NFL Preseason Football has been under a lot of scrutiny for years. The problem with preseason is complicated, on one hand, preseason is used to evaluate and prepare the rookies to get them acclimated to the speed of the pro level. On another hand, preseason has been the cause of some season ending injuries to important players on some teams.
In 2015 during week 2 of the Preseason, Green Bay Packers Wide Receiver Jordy Nelson caught a ball, but when he landed on the turf, he hurt his knee, MRI reports would later confirm that he had a torn ACL on his right knee and would be out the whole year.
In 2016 during a preseason game against the Seattle Seahaws, QB Tony Romo injured his back which ultimately caused him to retire from football. Sam Bradford in 2014 tore his ACL during a preseason game that caused him the whole 2014 season.
Here’s the crazy part, most injuries occur during training camp so it isn’t fair to blame preseason games for year ending injuries. While injuries are a part of football and there’s absolutely no way of completely getting rid of them, they can be helped.
All training camp practices have referees that make sure all penalties that would be called during the regular season are emphasized for the newcomers. Having joint practices with other teams has become something most NFL teams are doing now. It’ll be easier for teams to work with opposing teams and work on their offenses and defenses respectively.
NFL Preseason games at the end of the day are more costly to the players than they are rewarding to the fans. The starters play anywhere between 6-10 plays per game so most fans leave the games before the rookies even get warmed up.
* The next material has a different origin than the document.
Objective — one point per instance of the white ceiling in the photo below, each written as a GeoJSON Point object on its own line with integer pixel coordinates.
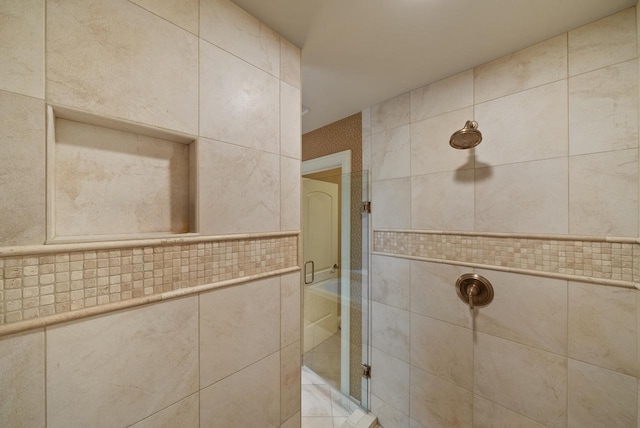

Although Preseason Football viewership is on the rise from last year. Week 1 of the NFL preseason averaged 1.6 million viewers on NFL Network, up 10% from last year, when aired on both NFL Network and ESPN but down 8% from 2015 on the NFL network alone. While NFL preseason is a chance for Rookies to shine and show what they can bring to the table, the NFL has to find a way to protect its players while also keeping fans engaged in the offseason.
All NFL teams have open training camp for the fans to go enjoy the practices, that should be their bread and butter, it’ll keep fans far more entertained that going to meaningless games since they’re there to see certain players and there’s a chance that particular or those particular players won’t play. While the stadiums and the teams profit of the fans going, by offering more incentives to going to the training camps and/or holding more practices in their stadiums will surely keep fans going to the events.
If it means player safety at least during game, the NFL should look into fixing the current preseason system, too many injuries to high profile players during games that don’t win or lose the Super Bowl.